Reyes and tens of thousands of Mexicans like her are part of the country's growing underground economy, an unregistered, untaxed sector that economists said produced last year an equivalent of about one-third the country's gross domestic product.
While the vendors, fire-eaters and guitar players working street corners throughout the country are the most visible members of the underground economy, analysts said the sector includes everything from drug traffickers to factories and is fueled by high unemployment rates and chronic tax evasion.
In an effort to crack down on the phenomenon and boost sagging revenues, the government is undertaking what it has called an "aggressive" campaign to put more of these illicit earnings on the books.
"The problem with the underground economy is that it's a sector that does not pay taxes and as a result is a loss for the government," one private sector analyst said.
In a recent report, the respected Center for Economic Studies of the Private Sector put the underground economy at 25.7% of the gross domestic product in 1985 and estimated that in 1986 the figure was closer to 30%. Commerce Undersecretary Mauricio de Maria y Campos said last month that among small-sized factories, about 60,000--almost half of the total operating in Mexico--operate clandestinely.
Private sector groups have complained that with the growth of the underground economy, the government has compensated for its shrinking tax base by placing a greater tax burden on fewer above-board individuals and companies, which in turn has led to greater evasion.
"The problem in Mexico is that there is one sector on which the bulk of the tax burden falls, while others go practically untaxed," said one private sector analyst who asked not to be named.
Mexico signed an accord with the International Monetary Fund last July for a standby financing agreement as the country struggles with a total debt of $98 billion. The government vowed to enact revenue-raising tax reforms in an effort to reduce its budget deficit, which last year ran at 16.8% of the gross domestic product.
Last December, Mexico's Congress passed a new tax code that cuts the top rate for companies and individuals from 42% to 35% while boosting deductions for new investment and gradually phasing out writeoffs for interest payments on domestic loans.
A spokesman for the Finance Ministry said the government is taking additional measures to encourage more firms and individuals to go above board, including simplifying tax forms and hiring a battery of auditors.
"We've undertaken a very strong campaign against tax evasion," the spokesman said.
Another incentive for putting more underground firms on the books, analysts said, is to encourage growth in a sector of the economy that traditionally has avoided expansion to avoid attracting attention from government tax collectors.
"The underground economy is a sector that cannot grow and cannot become very prosperous because to grow would imply a greater possibility of their being confiscated," the private sector analyst said.

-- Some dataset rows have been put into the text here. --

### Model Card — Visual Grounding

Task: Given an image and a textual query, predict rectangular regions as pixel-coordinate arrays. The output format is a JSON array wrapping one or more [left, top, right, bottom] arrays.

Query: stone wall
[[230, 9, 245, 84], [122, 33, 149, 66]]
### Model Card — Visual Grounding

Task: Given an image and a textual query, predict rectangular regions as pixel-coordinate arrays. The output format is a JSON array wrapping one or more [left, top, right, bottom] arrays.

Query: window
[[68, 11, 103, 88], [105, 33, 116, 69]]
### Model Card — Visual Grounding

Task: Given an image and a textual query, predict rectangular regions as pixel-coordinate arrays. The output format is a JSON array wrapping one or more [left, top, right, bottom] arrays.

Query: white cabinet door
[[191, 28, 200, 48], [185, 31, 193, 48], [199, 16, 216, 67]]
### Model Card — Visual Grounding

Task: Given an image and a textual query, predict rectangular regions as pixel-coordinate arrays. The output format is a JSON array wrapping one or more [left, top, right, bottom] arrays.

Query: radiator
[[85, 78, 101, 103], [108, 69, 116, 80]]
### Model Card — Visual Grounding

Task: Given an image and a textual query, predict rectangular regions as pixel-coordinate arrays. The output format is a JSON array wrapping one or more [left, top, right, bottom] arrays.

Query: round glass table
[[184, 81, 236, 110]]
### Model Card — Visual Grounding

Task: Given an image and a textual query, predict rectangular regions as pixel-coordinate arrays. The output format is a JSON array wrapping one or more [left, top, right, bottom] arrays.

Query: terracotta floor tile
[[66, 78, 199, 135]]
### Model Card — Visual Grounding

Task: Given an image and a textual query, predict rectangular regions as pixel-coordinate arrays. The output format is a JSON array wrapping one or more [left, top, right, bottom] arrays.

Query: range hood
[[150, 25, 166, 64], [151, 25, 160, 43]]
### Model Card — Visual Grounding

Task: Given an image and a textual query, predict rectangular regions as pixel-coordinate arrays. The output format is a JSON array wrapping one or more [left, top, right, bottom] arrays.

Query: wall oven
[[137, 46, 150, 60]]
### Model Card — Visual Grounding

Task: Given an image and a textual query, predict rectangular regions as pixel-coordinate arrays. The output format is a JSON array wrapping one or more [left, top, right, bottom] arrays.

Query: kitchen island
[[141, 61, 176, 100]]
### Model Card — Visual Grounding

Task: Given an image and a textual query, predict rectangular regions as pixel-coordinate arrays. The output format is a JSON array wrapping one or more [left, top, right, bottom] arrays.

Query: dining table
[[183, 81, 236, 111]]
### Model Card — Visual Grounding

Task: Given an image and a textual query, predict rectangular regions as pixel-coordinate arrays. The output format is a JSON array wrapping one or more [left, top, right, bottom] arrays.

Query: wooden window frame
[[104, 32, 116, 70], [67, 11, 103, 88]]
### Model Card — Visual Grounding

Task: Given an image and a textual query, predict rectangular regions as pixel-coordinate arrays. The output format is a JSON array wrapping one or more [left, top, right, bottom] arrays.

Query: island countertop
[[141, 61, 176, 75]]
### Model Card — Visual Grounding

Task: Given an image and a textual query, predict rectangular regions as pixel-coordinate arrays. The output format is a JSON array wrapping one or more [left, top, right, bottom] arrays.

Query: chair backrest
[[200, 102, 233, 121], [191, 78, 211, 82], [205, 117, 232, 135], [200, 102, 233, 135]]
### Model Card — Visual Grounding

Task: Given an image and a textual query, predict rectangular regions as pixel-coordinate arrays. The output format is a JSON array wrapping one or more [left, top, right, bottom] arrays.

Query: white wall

Government and private analysts admit, however, that as long as unemployment amd underemployment--now estimated as high as 40%--remain high, the problem of the underground economy will persist.
They said that despite its adverse effects on government income, the sector at the very least serves as a safety valve for those unable to find more legitimate employment.
"These small industries are very valuable for the country even though they work clandestinely, because they are involved in productive activities and generate employment," said Commerce Undersecretary De Maria y Campos.